Closed joeljfischer closed 1 week ago

joeljfischer commented 1 week ago

I'm not sure how possible this would be, but it would vastly simplify some code that I'm moving into Actors for Swift 6 to allow it to use init() async and set up things like a for await loop directly within the initializer and eliminate possible data races by using Task in the initializer.

If it's not possible, then that's understandable, but it would be a great boon to using actor with Factory in certain use cases where things have to be set-up at initialization time.

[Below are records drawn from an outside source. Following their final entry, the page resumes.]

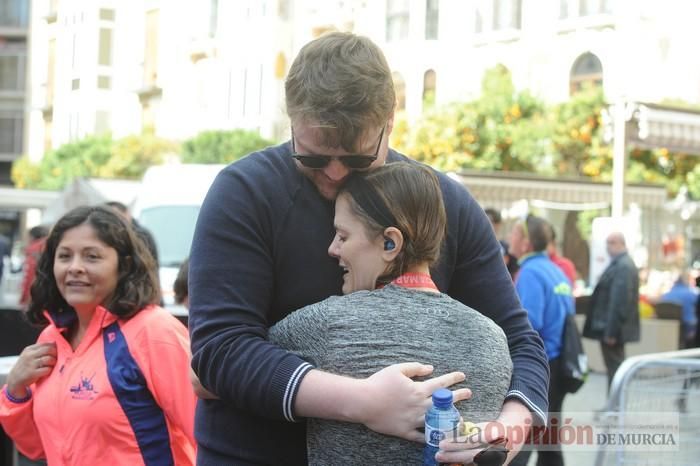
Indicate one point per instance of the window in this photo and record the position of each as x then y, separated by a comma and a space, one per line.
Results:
150, 65
50, 73
396, 20
429, 81
213, 17
104, 57
497, 15
73, 126
104, 82
432, 14
506, 14
102, 122
14, 13
106, 14
579, 8
11, 127
12, 70
586, 71
400, 89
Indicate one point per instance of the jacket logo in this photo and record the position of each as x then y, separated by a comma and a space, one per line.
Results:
84, 390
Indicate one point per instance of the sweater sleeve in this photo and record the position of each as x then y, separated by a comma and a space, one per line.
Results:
481, 281
17, 421
231, 281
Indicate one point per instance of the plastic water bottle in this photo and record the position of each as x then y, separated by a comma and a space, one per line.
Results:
441, 422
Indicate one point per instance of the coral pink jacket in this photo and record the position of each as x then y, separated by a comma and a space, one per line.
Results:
122, 397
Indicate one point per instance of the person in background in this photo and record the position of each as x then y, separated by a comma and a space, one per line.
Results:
697, 314
107, 380
683, 294
510, 260
562, 262
37, 238
390, 224
546, 293
613, 316
260, 252
5, 249
180, 284
143, 233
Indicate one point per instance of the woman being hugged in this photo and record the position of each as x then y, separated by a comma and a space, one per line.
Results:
108, 379
390, 227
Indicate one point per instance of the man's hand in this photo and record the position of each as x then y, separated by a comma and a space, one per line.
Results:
514, 424
388, 402
396, 405
199, 389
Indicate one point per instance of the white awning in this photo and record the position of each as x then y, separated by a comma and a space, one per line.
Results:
653, 126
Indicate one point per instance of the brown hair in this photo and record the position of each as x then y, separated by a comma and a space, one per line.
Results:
137, 284
407, 196
342, 83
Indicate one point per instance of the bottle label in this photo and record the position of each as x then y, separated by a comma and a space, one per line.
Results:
433, 436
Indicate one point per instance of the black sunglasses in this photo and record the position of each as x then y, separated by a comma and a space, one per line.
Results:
352, 161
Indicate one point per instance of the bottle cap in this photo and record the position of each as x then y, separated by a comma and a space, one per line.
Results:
442, 397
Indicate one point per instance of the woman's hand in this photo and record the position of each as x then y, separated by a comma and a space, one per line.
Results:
35, 361
396, 405
511, 427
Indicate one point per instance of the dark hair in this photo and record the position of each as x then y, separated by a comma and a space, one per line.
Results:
180, 285
342, 83
538, 232
137, 284
38, 232
406, 196
120, 206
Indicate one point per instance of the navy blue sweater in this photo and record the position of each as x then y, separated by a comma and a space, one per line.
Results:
260, 252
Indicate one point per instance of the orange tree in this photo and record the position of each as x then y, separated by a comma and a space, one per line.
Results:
93, 156
513, 131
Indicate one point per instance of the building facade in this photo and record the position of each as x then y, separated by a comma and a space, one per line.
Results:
14, 34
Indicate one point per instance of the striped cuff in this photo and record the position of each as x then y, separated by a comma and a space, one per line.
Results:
291, 390
520, 396
24, 399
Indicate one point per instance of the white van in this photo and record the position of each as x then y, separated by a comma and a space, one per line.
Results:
167, 204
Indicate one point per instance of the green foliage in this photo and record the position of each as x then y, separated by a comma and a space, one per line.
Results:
502, 130
222, 146
132, 155
577, 136
510, 130
94, 156
694, 182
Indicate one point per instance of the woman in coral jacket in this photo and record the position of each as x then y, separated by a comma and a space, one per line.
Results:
108, 379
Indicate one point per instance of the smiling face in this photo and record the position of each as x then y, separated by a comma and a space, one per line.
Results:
85, 268
360, 257
330, 178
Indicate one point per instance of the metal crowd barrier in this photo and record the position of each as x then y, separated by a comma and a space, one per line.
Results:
650, 387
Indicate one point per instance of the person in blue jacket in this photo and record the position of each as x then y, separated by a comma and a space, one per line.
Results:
546, 295
260, 252
683, 294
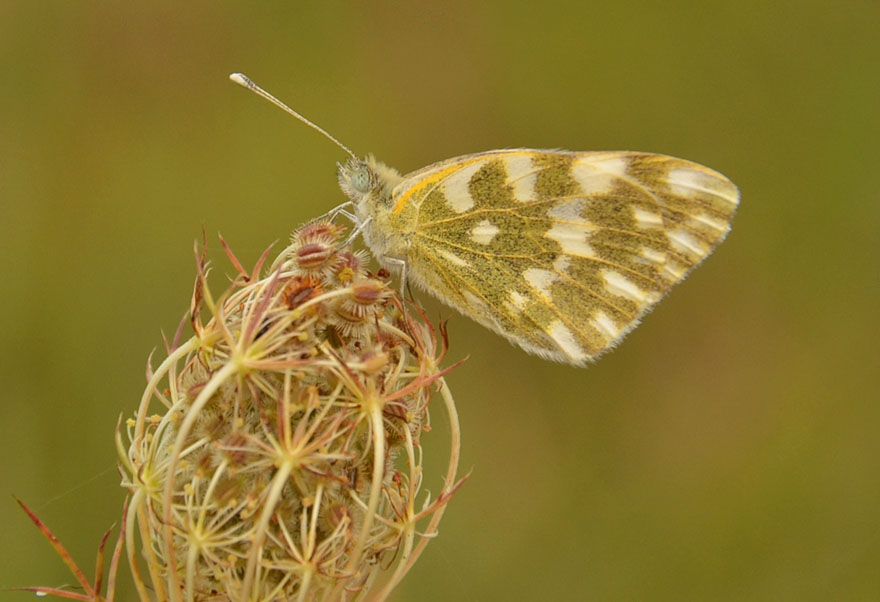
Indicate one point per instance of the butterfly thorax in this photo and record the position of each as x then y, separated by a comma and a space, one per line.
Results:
370, 186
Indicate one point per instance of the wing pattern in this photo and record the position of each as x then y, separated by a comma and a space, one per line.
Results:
563, 252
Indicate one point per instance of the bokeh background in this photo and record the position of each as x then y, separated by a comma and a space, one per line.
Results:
727, 451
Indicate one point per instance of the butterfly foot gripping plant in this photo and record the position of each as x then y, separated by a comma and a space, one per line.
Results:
276, 454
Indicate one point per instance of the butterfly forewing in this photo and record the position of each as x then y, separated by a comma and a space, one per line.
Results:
561, 252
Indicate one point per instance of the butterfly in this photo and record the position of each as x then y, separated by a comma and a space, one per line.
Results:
560, 252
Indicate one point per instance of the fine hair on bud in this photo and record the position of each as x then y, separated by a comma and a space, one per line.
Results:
277, 453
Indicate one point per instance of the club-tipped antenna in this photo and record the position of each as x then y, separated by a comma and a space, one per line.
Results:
243, 80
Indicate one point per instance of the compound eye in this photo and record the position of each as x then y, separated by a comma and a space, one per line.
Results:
362, 179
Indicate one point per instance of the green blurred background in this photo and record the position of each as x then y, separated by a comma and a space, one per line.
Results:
728, 450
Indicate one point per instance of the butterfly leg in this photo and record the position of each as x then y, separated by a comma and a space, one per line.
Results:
400, 264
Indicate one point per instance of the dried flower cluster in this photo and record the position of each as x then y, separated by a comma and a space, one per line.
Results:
276, 454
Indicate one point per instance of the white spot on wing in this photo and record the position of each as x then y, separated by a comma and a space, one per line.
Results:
455, 187
673, 271
688, 182
540, 279
598, 178
647, 219
452, 258
708, 220
562, 263
569, 211
572, 238
605, 325
522, 176
618, 284
518, 301
653, 255
484, 232
685, 242
566, 340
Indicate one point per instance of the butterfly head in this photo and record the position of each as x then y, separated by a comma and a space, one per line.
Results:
356, 178
360, 178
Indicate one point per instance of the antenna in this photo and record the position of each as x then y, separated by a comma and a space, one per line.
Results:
244, 81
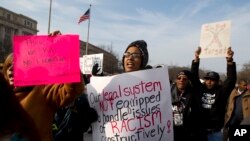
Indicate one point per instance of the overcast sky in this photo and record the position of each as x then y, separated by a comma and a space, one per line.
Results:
170, 27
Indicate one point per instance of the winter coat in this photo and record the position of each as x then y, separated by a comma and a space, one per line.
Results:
41, 103
213, 116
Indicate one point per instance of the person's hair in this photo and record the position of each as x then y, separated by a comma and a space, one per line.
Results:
8, 61
13, 117
242, 80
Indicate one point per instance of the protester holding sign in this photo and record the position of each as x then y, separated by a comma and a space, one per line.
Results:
212, 96
15, 123
181, 94
42, 101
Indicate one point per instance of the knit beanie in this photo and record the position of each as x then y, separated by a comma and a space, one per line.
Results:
142, 45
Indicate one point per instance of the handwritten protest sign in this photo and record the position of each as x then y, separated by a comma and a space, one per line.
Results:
87, 62
215, 39
46, 60
132, 106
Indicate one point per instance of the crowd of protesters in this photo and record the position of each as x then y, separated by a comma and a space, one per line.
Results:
202, 111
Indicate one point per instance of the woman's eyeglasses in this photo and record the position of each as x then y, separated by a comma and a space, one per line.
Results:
134, 55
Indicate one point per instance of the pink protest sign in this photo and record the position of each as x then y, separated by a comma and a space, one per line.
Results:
46, 60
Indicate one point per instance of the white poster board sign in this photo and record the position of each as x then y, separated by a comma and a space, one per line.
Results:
87, 62
132, 106
215, 39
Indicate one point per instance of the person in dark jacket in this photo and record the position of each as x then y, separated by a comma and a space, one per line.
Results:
238, 108
181, 96
212, 96
15, 123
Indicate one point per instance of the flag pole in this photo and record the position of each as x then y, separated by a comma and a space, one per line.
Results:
88, 31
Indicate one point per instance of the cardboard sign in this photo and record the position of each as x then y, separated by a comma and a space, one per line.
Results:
87, 62
132, 106
215, 39
46, 60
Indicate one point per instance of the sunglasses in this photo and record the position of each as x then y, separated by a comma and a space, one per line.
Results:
134, 55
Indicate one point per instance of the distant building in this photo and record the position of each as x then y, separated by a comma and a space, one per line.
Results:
17, 24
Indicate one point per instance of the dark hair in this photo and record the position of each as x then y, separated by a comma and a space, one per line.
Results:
13, 117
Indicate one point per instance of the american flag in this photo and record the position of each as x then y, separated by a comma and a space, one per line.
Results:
85, 16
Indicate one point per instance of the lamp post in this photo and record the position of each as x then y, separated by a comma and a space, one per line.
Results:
49, 16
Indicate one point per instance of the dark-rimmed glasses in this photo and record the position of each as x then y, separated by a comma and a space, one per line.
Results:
134, 55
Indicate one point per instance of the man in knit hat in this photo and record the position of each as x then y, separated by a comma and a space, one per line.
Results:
181, 93
135, 56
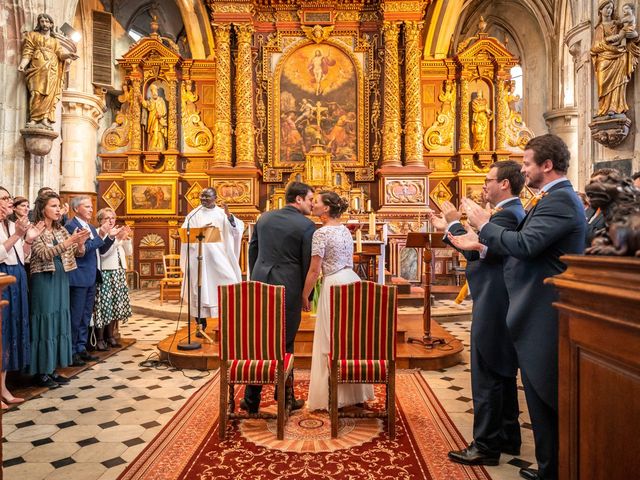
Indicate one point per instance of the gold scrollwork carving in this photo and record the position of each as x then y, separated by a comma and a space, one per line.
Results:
405, 191
196, 133
439, 136
391, 124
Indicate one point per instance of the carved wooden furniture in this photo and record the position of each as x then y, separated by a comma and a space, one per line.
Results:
252, 345
364, 318
599, 367
172, 281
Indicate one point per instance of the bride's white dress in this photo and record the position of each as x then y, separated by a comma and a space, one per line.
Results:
334, 245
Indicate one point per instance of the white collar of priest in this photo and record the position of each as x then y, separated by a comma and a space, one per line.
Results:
548, 186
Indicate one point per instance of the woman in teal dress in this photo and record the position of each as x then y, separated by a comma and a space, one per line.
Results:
52, 256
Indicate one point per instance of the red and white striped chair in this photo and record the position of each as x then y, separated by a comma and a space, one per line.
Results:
252, 345
364, 319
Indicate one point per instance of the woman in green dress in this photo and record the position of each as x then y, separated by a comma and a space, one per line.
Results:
52, 256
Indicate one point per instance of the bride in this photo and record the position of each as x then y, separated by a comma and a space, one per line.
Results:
331, 252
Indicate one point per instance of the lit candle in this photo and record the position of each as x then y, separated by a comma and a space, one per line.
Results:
358, 241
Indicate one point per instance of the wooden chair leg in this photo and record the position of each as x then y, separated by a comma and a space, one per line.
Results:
333, 401
391, 402
281, 400
222, 427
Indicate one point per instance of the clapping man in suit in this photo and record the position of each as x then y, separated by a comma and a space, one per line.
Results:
280, 254
494, 365
82, 281
554, 226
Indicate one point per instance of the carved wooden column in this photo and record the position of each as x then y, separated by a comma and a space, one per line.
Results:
245, 150
222, 135
391, 112
413, 102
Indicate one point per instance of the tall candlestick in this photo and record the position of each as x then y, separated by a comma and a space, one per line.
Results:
358, 241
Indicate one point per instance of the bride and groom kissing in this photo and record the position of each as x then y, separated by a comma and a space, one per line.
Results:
287, 249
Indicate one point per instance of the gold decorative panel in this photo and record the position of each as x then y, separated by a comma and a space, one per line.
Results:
441, 193
405, 191
114, 196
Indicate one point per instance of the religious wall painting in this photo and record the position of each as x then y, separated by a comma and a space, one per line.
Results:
151, 197
318, 103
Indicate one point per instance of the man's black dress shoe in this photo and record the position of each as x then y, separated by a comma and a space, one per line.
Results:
513, 451
56, 377
77, 361
529, 473
87, 357
45, 381
472, 456
245, 406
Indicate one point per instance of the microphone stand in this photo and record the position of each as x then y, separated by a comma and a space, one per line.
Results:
189, 345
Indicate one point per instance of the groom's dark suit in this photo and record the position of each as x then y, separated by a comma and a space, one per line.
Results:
554, 227
494, 364
280, 254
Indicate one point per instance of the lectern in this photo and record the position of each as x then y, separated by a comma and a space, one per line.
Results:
201, 235
423, 240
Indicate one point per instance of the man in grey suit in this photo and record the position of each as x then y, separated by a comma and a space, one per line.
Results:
494, 365
280, 254
554, 226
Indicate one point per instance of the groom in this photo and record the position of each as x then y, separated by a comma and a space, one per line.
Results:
279, 254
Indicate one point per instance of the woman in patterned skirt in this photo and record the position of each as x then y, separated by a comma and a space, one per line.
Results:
52, 256
112, 296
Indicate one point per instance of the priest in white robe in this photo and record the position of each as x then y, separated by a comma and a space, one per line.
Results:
220, 260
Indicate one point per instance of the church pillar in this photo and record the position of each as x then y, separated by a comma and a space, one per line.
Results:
413, 102
245, 151
222, 134
563, 122
391, 122
81, 113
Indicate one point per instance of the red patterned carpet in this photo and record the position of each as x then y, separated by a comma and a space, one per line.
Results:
188, 447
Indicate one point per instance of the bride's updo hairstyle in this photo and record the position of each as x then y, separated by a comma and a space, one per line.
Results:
337, 204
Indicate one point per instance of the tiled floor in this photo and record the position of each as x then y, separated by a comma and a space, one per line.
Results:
93, 427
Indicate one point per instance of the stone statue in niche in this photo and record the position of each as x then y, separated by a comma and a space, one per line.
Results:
156, 120
480, 126
43, 62
614, 55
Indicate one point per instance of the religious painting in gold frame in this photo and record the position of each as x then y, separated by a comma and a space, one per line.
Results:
317, 96
151, 197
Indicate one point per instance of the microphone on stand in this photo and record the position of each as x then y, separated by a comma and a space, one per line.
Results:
189, 345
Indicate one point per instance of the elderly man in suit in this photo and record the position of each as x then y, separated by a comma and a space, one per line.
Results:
494, 365
82, 281
280, 254
554, 226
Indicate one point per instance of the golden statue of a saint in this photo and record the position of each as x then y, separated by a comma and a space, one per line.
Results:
480, 127
614, 54
43, 63
156, 120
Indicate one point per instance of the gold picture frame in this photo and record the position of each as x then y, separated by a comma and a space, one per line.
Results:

hmlongco commented 1 week ago

Will peek, but doubt this will occur as I suspect it would require every step in the resolution chain (registration, caching, etc.) to also support async instances which would then mess with synchronous resolutions.

Might want to consider one of the two following approaches:

// something with an asynchronous initializer
struct AsyncInit {
    let a: Int
    init() async {
        a = 1
    }
}

// generic wrapper for any asynchronous initializer
struct AsyncInitWrapper<T> {
    let wrapped: () async -> T
}

extension Container {
    // Factory using initialization wrapper
    var someAsyncObject: Factory<AsyncInitWrapper<AsyncInit>> {
        self {
            AsyncInitWrapper { await AsyncInit() }
        }
    }
    // Factory using Task isolated context
    var taskAsyncObject: Factory<Task<AsyncInit, Never>> {
        self {
            Task { await AsyncInit() }
        }
    }
}

func testAsyncInit() {
    Task {
        let a1 = await Container.shared.someAsyncObject().wrapped()
        let a2 = await Container.shared.taskAsyncObject().value
    }
}
hmlongco commented 1 week ago

Yeah, not going to work. Better to use one of the options shown earlier.

hmlongco commented 1 week ago

As mentioned, it would require every step in the resolution chain (registration, caching, etc.) to also support async instances which would then mess with synchronous resolutions. Or half the supporting infrastructure would have to be cloned to support async factories.

Too many easy options available for the rare case in which you're want to do it, as shown earlier.